Harry réfléchit à un moyen de rétrécir le centre, mais ne trouva rien mieux qu'une chaise. A coté de lui, McGonagall dirigeait la flamme avec un des couteaux tranchants de Snape ; Elle le fit avec un rictus sinistre.

Mais deux sorts sans baguettes et un manteau en peau de dragon ne suffirent pas. Il y avait probablement une douzaine de foyer d'incendie. « Nous allons en perdre un, » cria Charlie au moment où une armoire flamba soudainement dégageant une odeur d'encens et Madeleine pleura « La corne de narval part »

Il y eut un sifflement et de la mousse blanche apparu brusquement au pied de l'armoire. Harry se tourna pour trouver Hermione utilisant un extincteur sur le feu suivant. « Ron me l'a empaqueté pour moi, » dit-elle et elle s'occupa du feu suivant comme Pénélope et Olivier marchaient vers la cheminée derrière elle.

Quand toutes les flammes moururent, ils étaient tous debout haletant, se regardant fixement les uns les autres. « L'heure du repas doit être passée, » dit Madeleine. « Peut-être devrions-nous nous arrêter pour la nuit. »

« Nous ne pouvons pas, » déclara Malfoy. « Certaines de ces mines ont été programmées, tu te souviens ? Si nous n'arrivons pas jusqu'aux quartiers privés maintenant, nous devrons refaire la plupart des choses que nous avons faites. » Il ouvrit son sac. « J'ai du chocolat. Cela devrait suffire à nous faire tenir jusqu'à là. »

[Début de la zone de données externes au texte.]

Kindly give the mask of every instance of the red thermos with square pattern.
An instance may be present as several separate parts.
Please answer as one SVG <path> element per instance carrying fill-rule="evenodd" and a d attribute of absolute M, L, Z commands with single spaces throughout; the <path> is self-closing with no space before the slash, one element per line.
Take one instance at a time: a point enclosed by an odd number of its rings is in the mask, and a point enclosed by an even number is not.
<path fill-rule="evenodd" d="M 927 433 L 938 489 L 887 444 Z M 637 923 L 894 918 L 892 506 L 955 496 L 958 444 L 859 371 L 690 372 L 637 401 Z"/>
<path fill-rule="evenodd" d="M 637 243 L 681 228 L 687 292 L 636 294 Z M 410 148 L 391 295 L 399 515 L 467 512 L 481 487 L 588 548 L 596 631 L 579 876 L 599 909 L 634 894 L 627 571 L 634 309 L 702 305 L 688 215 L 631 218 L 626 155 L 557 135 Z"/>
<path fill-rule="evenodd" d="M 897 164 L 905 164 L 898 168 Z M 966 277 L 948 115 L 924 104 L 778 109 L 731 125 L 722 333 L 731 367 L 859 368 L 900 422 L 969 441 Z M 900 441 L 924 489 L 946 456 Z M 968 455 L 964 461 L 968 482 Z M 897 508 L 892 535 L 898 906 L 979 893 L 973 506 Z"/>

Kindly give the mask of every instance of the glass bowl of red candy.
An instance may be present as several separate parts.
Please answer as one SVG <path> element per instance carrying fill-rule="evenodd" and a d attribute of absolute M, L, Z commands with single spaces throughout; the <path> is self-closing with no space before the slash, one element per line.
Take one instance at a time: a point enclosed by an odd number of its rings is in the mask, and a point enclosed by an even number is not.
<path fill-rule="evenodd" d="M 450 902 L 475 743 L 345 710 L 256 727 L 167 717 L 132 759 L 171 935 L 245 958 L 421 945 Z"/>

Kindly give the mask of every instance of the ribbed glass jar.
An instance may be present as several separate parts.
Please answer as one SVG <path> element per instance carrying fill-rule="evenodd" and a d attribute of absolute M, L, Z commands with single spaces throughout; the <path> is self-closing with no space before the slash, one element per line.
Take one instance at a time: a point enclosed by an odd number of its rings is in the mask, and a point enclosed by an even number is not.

Madeleine regarda douteusement les morceaux de bois calcinés.

« Pourquoi ne pas enlever autant de ce truc qu'on peut et le faire léviter jusqu'à Ron ? » demanda Pénélope. « Il y a deux trois caisses vides dans la chambre froide »

Comme Madeleine empaquetait une caisse de la corne de narval et d'autres ingrédients et les lévitaient jusqu'à la porte, Harry se tourna vers la porte des quartiers privés de Snape. La défense de narval serait donc là dedans, dans les affaires privées de Snape. Et peut-être même les corps de Snape et Lucius Malfoy.

À suivre

(1) un chef cuisinier apporte ces plats avec au dessus une cloche pour garder au chaud (le plat couvert), il fait une métaphore entre chef de l'équipe et chef cuisinier.